Using the expect tool for autonomous interaction with SysBack.

We have recently taken over development of SysBack, which had previously been developed by IBM.

Since I had just been working on a round-trip test (for the bare metal restore products developed in-house) it made some sense to extend this test to handle SysBack (since it can perform much the same function as the in-house programs) prior to changing the SysBack code.

One problem I immediately foresaw was that our BMR products have the facility to run ssh which allows remote manipulation of the process. SysBack typically does not enable ssh.

Since the Sysback boot image runs on a hypervisor (IBM’s HMC) all was not lost: we can talk to the hypervisor which in turn can talk to the boot image via its console.

Expect is a venerable program that automates interactions with programs that expose a text terminal interface. While there were a number of technical issues to overcome, it was thought that the modification of our existing test program was feasible; a feeling which was validated once the interaction was eventually coded.

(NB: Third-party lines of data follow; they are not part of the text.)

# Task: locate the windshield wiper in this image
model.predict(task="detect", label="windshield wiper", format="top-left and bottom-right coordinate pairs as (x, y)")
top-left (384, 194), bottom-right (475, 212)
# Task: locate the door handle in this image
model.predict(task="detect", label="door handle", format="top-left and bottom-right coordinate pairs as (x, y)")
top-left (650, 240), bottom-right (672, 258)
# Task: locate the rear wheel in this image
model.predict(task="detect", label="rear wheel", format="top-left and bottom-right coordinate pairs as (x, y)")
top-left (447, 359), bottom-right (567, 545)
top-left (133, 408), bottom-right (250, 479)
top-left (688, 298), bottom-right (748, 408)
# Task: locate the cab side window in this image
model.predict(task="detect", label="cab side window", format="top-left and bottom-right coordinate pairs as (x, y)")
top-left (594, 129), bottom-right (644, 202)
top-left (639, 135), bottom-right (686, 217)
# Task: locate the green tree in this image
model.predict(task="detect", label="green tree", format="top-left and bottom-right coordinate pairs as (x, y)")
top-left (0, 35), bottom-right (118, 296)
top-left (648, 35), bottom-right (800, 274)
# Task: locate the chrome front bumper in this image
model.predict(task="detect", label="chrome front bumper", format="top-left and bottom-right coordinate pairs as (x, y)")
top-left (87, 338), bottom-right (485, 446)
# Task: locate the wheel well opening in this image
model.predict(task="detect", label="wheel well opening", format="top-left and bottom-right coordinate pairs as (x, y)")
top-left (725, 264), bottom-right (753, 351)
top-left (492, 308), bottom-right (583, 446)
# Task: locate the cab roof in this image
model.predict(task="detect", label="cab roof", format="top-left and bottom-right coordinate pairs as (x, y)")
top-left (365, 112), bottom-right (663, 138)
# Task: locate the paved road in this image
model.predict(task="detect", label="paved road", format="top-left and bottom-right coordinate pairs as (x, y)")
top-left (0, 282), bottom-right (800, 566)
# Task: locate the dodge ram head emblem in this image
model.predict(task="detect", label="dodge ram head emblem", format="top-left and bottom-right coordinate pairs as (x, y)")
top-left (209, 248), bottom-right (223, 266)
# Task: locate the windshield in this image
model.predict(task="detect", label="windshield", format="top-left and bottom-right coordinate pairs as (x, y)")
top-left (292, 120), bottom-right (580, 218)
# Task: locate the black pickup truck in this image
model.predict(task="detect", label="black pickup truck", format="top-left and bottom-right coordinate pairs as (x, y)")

The test program is written in python, so I used Paramiko Expect.

The first thing that I did with Expect was to interact with the SysBack recovery CD which presented some challenges. I started with the exemplar paramiko_expect-demo.py, which defines:

    with SSHClientInteraction(
        client,
        timeout=10,
        display=True) as interact:

The SysBack CD uses [n]curses initially to set up the requisite terminal and requires the user to press y after defining the terminal type to confirm that it appears correctly. Note this is a bare y character, not y followed by a carriage return or a newline character.

Implicit in the use of SSHClientInteraction are some defaults – one of which is newline='\r' (this knowledge gained through study of the source code, paramiko_expect.py ), so my we use:

    with SSHClientInteraction(
        client,
        timeout=100,
        newline='',
        display=True) as interact:

I handle the newlines by sending appropriate characters after the body of my response.

As an aside, I developed first on the Integrated Virtualization Manager (IVM) since, at the time, we did not have a HMC, and there I passed \n, ASCII character 10(decimal) as newline. When I moved the test program to run on a HMC I found out that sending a CR/LF (\r\n ASCII 13 then 10 characters) worked as newline. It took me some time to realise that I needed to make this change.

Once I could talk to the CD effectively, it was soon quite easy to move around the CD. I defined

    esc_char = '\0;33'
    down_arrow = esc_char + '[B'

to facilitate navigation – I guess I only ever left the menu (escape) and went down. Had I needed more control I would have had to find other curses sequences to move up, or right or left or whatever.

I enjoyed the bit of code which filled in a form most :-)

    interact.expect(enter_the_ip, strip_ansi=False)
    interact.send(self.tsm_data['client_ip'] + '\t')
    interact.send(self.tsm_data['node_name'] + '\t')
    interact.send(self.tsm_data['admin_id'] + '\t')
    interact.send(self.tsm_data['server_ip'] + '\t')
    interact.send(self.network_data['gateway'] + '\t')
    interact.send(self.network_data['netmask'] + '\t\t')
    interact.send(self.tsm_data['tsm_password'] + '\t')
    interact.send(esc_char + esc_char + esc_char)

where:

    enter_the_ip = '.*Enter the IP address by which the server.*'

which allows me to set configuration data at the start of the run and then access it within the expect code.

Once SysBack has restored a machine it goes through a reboot cycle then we can use expect (with a very high timeout) to wait for a login prompt:

    login_prompt = r'\s*Console login:\s*'

I login via expect and enable the network and ssh then perform post-recovery analysis via ssh.

I did find it very useful to have the machine running and available and to write small test scripts which supplied the minimum data to the python module which contained the expect code, rather than having to re-run my round-trip test program each time, since it takes quite a long time to backup and restore a machine.